In general, Cat Financial's Dealer portfolio segment has not historically experienced large increases or decreases in credit losses based on changes in economic conditions due to its close working relationships with the dealers and their financial strength. Therefore, Cat Financial made no adjustments to historical loss rates during the three and nine months ended September 30, 2021.

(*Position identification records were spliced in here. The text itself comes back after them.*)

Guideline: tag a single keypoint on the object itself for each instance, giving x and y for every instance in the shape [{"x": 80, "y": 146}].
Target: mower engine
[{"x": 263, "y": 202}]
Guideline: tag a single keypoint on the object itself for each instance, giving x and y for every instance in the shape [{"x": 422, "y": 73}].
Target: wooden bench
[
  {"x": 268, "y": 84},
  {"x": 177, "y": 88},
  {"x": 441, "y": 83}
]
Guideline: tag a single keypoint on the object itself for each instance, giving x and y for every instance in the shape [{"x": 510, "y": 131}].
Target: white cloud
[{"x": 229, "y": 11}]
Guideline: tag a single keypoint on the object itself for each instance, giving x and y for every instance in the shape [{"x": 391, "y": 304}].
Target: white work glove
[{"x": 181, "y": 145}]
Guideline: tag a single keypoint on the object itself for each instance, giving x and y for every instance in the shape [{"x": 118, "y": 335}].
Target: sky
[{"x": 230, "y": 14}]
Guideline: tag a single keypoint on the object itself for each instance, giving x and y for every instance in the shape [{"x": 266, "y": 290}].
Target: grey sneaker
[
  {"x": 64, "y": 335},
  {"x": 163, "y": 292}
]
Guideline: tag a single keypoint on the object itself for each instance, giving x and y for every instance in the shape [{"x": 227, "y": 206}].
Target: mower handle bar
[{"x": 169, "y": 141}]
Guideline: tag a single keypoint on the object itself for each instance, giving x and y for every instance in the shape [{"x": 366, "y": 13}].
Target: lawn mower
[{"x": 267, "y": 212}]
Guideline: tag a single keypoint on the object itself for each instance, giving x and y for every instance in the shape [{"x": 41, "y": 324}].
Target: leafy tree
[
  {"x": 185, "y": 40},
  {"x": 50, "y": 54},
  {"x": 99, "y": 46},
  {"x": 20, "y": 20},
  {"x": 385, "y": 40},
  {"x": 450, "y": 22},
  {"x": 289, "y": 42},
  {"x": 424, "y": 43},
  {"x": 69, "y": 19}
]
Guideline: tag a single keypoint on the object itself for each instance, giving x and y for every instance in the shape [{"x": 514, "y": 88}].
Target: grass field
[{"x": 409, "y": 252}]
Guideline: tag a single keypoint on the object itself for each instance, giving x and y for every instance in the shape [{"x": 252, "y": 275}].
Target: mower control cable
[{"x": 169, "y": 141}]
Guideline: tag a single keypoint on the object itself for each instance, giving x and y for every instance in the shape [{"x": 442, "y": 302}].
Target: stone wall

Classes of finance receivables
Cat Financial further evaluates portfolio segments by the class of finance receivables, which is defined as a level of information (below a portfolio segment) in which the finance receivables have the same initial measurement attribute and a similar method for assessing and monitoring credit risk. Cat Financial's classes, which align with management reporting for credit losses, are as follows:

North America - Finance receivables originated in the United States and Canada.
EAME - Finance receivables originated in Europe, Africa, the Middle East and the Commonwealth of Independent States.
Asia/Pacific - Finance receivables originated in Australia, New Zealand, China, Japan, Southeast Asia and India.
Mining - Finance receivables related to large mining customers worldwide.
Latin America - Finance receivables originated in Mexico and Central and South American countries.
Caterpillar Power Finance - Finance receivables originated worldwide related to marine vessels with Caterpillar engines and Caterpillar electrical power generation, gas compression and co-generation systems and non-Caterpillar equipment that is powered by these systems.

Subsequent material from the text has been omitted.